In assessing whether Trump has played into the jihadist narrative, let’s take each of these supporting arguments in turn:
(1) Dividing the World: In an implicit confirmation of the jihadist’s main argument about the Manichean division of the world, Trump has made repeated statements seeming to divide the world into the West and Muslims. These “us versus them” statements have included:
- “I think Islam hates us … there is a tremendous hatred there”;
- “You look at what’s happening with the Quran, it’s a pretty scary things”;
- “They do not respect us at all”;
- “Large portions of a group of people—Islam—large portions want to use very, very harsh means”;
- “Within the Muslim community, we have some very radical people, who want to do harm to you … and to everybody on this planet and to me and to this country and to world”;
- “If you have people coming out of mosque with hatred and with death in their eyes and on their minds, we are gonna have to do something”;
- “25% of the Muslims living in the United states agree that violence against America here in the United states is justified”.
Plenty of similar statements have been made by former and incumbent key players in Trump’s administration, notably Steve Bannon, the White House Chief Strategist in the early months. Bannon described Islam in 2014 as the most extreme religion in the world, and divided the world into a Western Judeo-Christian block at war with a savage and bloody Islamo-fascist enemy. In the recent administration statement after recognizing Israeli sovereignty over the Golan Heights, Secretary of State Mike Pompeo expressed his belief, “as a Christian”, that it was possible Trump was sent by God, as Queen Esther was, to help save the Jewish people. “I am confident that the Lord is at work here,” Pompeo said.

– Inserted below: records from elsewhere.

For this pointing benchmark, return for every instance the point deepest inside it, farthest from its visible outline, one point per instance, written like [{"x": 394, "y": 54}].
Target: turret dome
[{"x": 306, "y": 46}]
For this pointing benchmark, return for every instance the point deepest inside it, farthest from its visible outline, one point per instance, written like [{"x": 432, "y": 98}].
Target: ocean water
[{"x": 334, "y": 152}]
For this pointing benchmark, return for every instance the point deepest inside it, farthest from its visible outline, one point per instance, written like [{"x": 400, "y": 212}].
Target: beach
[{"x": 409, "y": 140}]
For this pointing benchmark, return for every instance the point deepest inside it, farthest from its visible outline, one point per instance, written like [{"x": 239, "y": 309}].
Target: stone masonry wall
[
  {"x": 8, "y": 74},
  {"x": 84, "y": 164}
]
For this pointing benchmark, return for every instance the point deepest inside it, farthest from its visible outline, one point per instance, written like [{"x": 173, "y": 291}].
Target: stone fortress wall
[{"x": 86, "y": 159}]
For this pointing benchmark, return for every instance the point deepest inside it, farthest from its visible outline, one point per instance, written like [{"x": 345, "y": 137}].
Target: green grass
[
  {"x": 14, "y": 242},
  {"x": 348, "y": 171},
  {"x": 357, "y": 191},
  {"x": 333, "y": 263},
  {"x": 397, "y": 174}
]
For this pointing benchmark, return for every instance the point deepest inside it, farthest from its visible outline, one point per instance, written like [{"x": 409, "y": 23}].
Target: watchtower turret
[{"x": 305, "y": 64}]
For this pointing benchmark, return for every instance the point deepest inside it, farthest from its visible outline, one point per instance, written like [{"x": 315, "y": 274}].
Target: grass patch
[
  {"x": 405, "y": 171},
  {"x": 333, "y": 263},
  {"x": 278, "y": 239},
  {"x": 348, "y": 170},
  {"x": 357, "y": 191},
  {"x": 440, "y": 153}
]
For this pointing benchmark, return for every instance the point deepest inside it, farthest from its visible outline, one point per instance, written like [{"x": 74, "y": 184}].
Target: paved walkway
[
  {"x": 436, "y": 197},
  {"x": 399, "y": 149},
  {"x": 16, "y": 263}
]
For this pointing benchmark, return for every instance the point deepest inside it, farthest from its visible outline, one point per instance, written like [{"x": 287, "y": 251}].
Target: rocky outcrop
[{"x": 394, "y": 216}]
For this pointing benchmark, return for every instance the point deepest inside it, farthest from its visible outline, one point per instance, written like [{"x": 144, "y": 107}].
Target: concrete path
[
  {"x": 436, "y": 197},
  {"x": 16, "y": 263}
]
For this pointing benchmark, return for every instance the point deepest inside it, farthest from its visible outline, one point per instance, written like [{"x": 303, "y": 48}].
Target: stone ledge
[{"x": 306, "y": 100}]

(2) Occupation of Muslim Land: In this context, one of the most notable themes of Trump’s foreign policy toward the Middle East is its bias towards Israel’s right-wing government. This was obvious both in Trump’s pledge, as a candidate, to move the U.S. Embassy in Israel to Jerusalem, and in his vice president, Mike Pence, describing Jerusalem as “an eternal home for the Jewish people”. In office, Trump took a hostile stance toward Palestinians, cutting aid from international organizations. In December 2017, Trump recognized Jerusalem as Israel’s capital and moved the U.S. Embassy to it. Recently, he signed a proclamation recognizing Israeli sovereignty over the Golan, overturning decades of U.S. policy, endorsed by the United Nations. Here it is important to mention Pence’s statement: “We stand with Israel because her cause is our cause, her values are our values, and her fight is our fight. (Applause.) We stand with Israel because we believe in right over wrong, in good over evil, in liberty over tyranny. We stand with Israel today, tomorrow, and we always will. (Applause.)”.

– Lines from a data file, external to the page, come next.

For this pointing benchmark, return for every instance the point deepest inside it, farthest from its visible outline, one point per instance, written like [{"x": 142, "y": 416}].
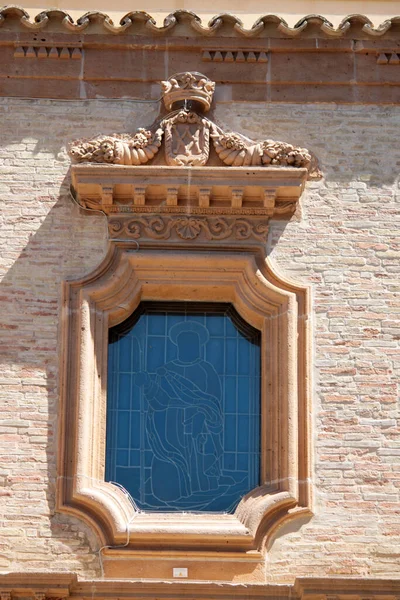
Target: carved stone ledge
[
  {"x": 304, "y": 588},
  {"x": 189, "y": 203}
]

(3) Exclusive Policies against Muslims: Both as a candidate and as President, Trump has pursued policies that can be seen as aggressive against Muslims. These policies usually proceed under the heading of “national security”. The most controversial of these was the Executive Order “Protecting the Nation from Foreign Terrorist Entry into the United States”, issued on 27 January 2017, known almost universally as “the Muslim Ban”. It imposed limits on travel from several majority-Muslim states. The order came two years after Trump had called for a “total and complete shutdown” of Muslims entering the U.S, and had refused to rule out a registry or database for Muslims.

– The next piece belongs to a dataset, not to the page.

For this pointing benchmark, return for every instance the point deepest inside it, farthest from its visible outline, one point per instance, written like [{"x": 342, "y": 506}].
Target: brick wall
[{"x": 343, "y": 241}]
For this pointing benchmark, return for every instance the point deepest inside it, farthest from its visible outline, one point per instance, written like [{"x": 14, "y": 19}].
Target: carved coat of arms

Therefore, despite the announcement of the full operational defeat of ISIS in Syria and Iraq, there are too many worrisome signs to allow any celebration just yet. Whatever ISIS’s military set-backs, its narrative has not been defeated. Indeed, its narrative has an opportunity to grow, flourish and prosper, as it finds its arguments not only spread by its own narrators but reflected and buttressed by the rhetoric and policies of the incumbent U.S. administration.